No, it’s not a remake of the wickerman, rather it’s a tribute to the Shetland tradition of guizing in straw costumes as seen through the eyes of a photography student and juxtaposed with archive sound recordings from one who remembers the now extinct custom.
You can read a little of the background of this project here, but basically the ethnologist in me was fired up to research Skeklers, but instead of satisfying my need for knowledge, I am still scratching my head.
The guizer – dressed in straw and ribbons, with blinded face and disguised voice – was first mentioned in Samuel Hibbert’s, Description of The Shetland Islands in 1822, but even then the tradition was described as something which was dying out.
Any evidence of skekling is fragmentary, occurring only in visitor accounts and almost each one (found mainly in the mid-late 19th Century) states that the custom was only just clinging on. Here is one such visitor account from the 1850s, which describes the skeklers in their full glory!
“The kitchen was full of beings, whose appearance, being so unearthly, shook the gravity of my muscles and forced a cold sweat to ooze from every pore in my body…
…[they] stood like statues. One was far above the rest and of gigantic dimensions. eyes, mouth, or noses they had none, nor at least a trace of their countenance.
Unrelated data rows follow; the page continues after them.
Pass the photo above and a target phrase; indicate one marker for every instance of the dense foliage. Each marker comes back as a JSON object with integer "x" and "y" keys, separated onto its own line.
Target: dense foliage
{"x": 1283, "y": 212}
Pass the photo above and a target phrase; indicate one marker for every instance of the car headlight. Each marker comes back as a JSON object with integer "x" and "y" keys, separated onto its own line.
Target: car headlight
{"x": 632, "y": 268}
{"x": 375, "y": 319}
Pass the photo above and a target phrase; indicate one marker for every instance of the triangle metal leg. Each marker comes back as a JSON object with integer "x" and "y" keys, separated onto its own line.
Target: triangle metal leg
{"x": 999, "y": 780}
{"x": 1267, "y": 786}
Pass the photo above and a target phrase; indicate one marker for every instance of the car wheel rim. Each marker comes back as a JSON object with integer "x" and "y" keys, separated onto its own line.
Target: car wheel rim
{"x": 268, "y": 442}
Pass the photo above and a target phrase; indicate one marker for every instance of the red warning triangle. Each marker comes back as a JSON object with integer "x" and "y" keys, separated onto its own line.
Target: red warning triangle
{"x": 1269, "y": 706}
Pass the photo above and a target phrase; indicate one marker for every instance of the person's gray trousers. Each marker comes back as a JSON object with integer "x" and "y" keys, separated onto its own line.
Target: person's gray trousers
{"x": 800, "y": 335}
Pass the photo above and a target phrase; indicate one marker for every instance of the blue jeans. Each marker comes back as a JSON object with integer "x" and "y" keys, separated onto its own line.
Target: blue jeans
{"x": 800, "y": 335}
They kept up an incessant grunt — a noise partly resembling a swine or turkey cock. Their outer garments were as white as snow ans consisted of petticoats below and shirts on the outside with sleeves and collars. They were veiled and their headdresses or caps were about 18 inches in height and made of straw twisted and plaited. each cap terminated in three or four cones of a crescent shape. all pointing backwards and downwards with bunches of ribbons of every colour raying from the points of the cones.”
Once a common sight at Halloween and Christmas and New Year guizing, the skekler was also an honoured guest at the Shetland Wedding, where a group of characters – the ‘fragments’ tell us they had names such as Scudler, Gentleman, Fool & Judas – would enter the celebration and dance with the bride, blessing the union. Again, they were dressed in straw, with their faces and voices disguised.
It is shame that the accounts of skekling only cover a finite period of time and over what seems to have been its demise. There is photographic evidence from the early 20th century of boys in Fetlar, who are dressed head to foot in straw. I wonder if the custom was passed on to the children in an attempt to keep it alive, much in the same way that the Papa Stour Sword Dance was taught to the boys on the Island in the 50’s/60’s to ensure that there were people to carry on the tradition, when the island suffered from depopulation.
Still, I don’t feel like I drew the short straw on this occasion (boom, boom!) I have been thoroughly captivated by the Skekler, much in the same way Gemma, the photographer in the film, has. It is nice to see someone from outside a tradition come in and look at it with new eyes and I hope she has the opportunity to bring her exhibition up to Shetland.
Clutching at Straws has been entered into Hansel of Film 2012, a short film festival which is travelling from Shetland to Southampton (and back) as part of the London 2012 Olympics celebrations.